Às 15h, ocorreu uma batida entre o bonde e um ônibus de passageiros na Rua Joaquim Murtinho, em direção à Estação Carioca. Nelson prosseguiu com o bonde até a estação para o desembarque dos passageiros, retornando ao local da batida para a confecção do boletim de registro de acidente de trânsito (BRAT). Enquanto isso, o primeiro denunciado, o maquinista Gilmar de Castro, assumiu o veículo dirigindo-se, em tese, para a garagem dos bondes.
Durante o percurso até o Largo dos Guimarães, Gilmar passou a permitir o embarque de passageiros e a realizar o trajeto padrão de tráfego. Ele não levou o bonde para a garagem e o entregou ao condutor Nelson, próximo ao local da primeira colisão. Após a troca de condutores, em direção à Estação Carioca e pouco tempo depois de ser colocado em movimento, o sistema de freios do bonde falhou no declive da Rua Joaquim Murtinho, resultando no descarrilamento, em alta velocidade e em local de curva, até a colisão com um poste e o tombamento do veículo.

Laudo apontou falha nos freios
Laudo de Exame em Local de Acidente de Trânsito elaborado pelo Instituto de Criminalística Carlos Éboli (ICCE) apontou diversos problemas de manutenção no bonde, sem condições de segurança para os usuários. Os peritos constataram a causa determinante do acidente foi a falha no sistema de freios do bonde. Dentre os problemas constatados e relacionados à falta de manutenção, estavam a falta de procedimento de drenagem dos cilindros, o desgaste do compressor e peças remendadas de forma grosseira.

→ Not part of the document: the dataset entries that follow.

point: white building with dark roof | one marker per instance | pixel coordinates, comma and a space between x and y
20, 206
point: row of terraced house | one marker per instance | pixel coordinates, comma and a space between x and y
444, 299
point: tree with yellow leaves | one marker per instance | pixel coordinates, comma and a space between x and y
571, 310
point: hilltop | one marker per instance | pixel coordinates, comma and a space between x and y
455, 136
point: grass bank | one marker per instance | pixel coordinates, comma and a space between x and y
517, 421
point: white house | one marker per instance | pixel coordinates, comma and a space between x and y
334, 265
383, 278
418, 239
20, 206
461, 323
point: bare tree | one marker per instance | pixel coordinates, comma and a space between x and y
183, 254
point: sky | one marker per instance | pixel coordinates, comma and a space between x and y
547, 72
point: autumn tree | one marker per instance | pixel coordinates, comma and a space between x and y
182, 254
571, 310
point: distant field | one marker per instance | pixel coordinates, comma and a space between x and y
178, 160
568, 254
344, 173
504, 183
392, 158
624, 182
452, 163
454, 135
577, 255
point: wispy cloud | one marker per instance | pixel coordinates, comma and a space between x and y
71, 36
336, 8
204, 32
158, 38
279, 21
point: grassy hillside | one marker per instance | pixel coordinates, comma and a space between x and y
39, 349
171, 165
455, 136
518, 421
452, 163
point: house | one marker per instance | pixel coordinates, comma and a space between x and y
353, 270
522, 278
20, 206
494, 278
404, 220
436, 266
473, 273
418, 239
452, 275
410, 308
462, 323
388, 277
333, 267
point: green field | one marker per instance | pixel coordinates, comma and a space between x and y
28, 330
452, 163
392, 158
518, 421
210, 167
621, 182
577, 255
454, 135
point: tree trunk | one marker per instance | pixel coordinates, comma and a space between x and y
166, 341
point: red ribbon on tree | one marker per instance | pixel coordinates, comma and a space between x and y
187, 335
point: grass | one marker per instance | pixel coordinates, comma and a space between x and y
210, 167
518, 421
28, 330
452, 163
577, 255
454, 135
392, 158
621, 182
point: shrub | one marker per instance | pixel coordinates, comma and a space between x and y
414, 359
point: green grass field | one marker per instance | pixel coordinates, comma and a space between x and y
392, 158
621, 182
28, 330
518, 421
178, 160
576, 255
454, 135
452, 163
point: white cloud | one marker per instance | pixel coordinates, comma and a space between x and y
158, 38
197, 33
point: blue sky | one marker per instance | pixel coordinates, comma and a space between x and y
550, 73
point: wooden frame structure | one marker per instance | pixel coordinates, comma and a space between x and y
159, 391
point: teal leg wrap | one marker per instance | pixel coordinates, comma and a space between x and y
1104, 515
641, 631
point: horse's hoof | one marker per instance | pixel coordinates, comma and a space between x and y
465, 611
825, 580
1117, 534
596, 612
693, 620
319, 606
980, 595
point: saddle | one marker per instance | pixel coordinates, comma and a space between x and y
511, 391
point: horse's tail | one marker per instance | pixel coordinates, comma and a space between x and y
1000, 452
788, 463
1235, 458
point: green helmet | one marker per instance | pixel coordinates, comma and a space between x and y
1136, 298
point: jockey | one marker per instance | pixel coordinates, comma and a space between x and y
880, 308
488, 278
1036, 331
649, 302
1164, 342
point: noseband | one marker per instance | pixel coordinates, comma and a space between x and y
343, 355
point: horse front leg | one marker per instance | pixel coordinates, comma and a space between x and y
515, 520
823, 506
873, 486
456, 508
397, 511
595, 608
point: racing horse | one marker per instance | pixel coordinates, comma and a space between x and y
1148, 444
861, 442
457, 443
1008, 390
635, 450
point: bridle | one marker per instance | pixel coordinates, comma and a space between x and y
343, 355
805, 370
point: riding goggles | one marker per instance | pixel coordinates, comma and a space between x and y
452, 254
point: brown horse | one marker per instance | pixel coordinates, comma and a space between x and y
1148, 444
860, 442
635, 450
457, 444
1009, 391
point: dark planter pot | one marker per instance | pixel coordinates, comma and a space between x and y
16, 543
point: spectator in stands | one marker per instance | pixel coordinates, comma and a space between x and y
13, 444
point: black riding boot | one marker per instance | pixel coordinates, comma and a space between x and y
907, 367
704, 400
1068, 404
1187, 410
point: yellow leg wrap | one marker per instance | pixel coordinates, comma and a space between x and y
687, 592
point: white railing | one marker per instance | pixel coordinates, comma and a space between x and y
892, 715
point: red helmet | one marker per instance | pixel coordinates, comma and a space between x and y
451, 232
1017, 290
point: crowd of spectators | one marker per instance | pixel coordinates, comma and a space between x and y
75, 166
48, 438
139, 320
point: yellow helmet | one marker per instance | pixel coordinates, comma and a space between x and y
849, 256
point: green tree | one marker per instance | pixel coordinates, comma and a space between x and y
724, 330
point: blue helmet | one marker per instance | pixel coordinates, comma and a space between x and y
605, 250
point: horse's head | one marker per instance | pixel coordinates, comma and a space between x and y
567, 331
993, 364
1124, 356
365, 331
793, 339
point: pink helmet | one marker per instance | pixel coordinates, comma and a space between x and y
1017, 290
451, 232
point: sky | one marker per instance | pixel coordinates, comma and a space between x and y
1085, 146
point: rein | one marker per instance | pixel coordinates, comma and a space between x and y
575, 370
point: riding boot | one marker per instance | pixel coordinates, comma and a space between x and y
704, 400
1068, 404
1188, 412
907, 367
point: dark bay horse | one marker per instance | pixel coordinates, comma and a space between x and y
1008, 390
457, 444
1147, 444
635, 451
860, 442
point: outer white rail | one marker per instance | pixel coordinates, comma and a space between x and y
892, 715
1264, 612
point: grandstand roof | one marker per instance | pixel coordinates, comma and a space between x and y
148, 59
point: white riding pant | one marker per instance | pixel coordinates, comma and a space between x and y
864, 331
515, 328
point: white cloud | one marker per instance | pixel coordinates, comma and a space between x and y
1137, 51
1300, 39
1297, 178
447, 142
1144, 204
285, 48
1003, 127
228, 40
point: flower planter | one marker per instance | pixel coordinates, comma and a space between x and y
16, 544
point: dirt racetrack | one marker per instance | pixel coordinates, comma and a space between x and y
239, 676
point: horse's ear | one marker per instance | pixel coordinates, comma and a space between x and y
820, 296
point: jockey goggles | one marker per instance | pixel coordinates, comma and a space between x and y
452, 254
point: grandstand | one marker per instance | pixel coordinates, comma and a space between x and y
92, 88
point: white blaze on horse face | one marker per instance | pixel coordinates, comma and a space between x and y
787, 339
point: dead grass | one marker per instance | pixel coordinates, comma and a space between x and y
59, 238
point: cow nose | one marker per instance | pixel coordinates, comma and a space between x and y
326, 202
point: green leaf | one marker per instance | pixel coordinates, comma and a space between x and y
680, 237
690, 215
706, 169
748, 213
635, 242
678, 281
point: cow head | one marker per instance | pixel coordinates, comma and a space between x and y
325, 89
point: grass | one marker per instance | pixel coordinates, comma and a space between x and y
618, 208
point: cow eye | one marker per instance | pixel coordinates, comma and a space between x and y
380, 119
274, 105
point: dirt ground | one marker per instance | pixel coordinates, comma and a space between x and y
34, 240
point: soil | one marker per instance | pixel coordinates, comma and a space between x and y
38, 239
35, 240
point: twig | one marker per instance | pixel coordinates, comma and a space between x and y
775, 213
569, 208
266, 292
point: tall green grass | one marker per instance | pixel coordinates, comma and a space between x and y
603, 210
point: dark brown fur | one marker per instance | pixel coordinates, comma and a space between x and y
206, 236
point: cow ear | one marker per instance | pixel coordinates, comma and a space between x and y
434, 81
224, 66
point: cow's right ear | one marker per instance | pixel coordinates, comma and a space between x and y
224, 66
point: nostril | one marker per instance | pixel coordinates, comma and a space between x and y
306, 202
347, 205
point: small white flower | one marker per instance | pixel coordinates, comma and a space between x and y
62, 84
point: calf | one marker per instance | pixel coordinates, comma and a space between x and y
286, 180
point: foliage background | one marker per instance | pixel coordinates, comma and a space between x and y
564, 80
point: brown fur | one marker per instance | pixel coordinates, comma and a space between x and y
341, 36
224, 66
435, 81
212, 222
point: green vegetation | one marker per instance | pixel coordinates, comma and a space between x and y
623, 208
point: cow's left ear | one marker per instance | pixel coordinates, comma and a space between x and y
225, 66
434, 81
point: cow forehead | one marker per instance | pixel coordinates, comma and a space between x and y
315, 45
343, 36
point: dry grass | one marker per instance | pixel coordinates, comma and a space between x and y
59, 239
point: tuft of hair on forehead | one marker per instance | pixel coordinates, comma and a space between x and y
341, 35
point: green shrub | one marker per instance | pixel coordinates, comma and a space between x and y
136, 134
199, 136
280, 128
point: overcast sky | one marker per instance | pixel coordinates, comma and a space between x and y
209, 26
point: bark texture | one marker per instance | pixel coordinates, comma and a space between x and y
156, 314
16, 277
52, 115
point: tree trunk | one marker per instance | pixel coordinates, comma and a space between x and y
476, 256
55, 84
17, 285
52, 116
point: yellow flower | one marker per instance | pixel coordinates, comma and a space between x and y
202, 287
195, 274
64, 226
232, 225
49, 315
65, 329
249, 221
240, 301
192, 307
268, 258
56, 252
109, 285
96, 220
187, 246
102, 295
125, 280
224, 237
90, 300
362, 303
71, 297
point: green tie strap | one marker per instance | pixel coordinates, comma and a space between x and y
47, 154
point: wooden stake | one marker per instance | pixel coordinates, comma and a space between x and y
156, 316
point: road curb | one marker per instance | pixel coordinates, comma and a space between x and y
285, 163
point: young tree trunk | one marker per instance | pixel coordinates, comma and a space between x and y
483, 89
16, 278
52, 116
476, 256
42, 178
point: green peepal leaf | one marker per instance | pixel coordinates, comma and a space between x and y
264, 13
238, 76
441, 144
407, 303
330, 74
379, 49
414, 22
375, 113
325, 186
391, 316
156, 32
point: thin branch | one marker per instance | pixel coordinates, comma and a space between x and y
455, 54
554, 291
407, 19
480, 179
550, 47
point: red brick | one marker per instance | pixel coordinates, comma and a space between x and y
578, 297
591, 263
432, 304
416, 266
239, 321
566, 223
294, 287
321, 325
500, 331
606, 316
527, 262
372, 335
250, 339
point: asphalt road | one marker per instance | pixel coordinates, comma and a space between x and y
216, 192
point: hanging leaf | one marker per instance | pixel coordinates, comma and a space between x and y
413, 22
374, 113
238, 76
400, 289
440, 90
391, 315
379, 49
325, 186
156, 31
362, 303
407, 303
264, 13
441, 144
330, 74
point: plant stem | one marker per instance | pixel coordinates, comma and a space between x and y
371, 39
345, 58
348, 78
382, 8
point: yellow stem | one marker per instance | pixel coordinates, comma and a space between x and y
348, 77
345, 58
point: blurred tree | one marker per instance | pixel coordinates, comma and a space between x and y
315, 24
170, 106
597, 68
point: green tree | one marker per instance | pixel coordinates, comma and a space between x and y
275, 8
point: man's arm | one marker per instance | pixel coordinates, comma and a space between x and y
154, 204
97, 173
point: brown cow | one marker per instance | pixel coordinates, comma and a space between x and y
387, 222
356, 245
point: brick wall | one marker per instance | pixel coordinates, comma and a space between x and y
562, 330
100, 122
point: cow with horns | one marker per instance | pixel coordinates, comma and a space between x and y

De acordo com o MP, anotações registradas no livro de manutenção da oficina de bondes demonstravam que o bonde apresentava problemas crônicos no sistema de frenagem, sendo desproporcional a frequência dos reparos realizados. Uma declaração registrada na apuração dos fatos aponta que o bonde “apresentava frequentemente problemas nas sapatas que precisavam ser trocadas com muita frequência, pois eram de má qualidade”.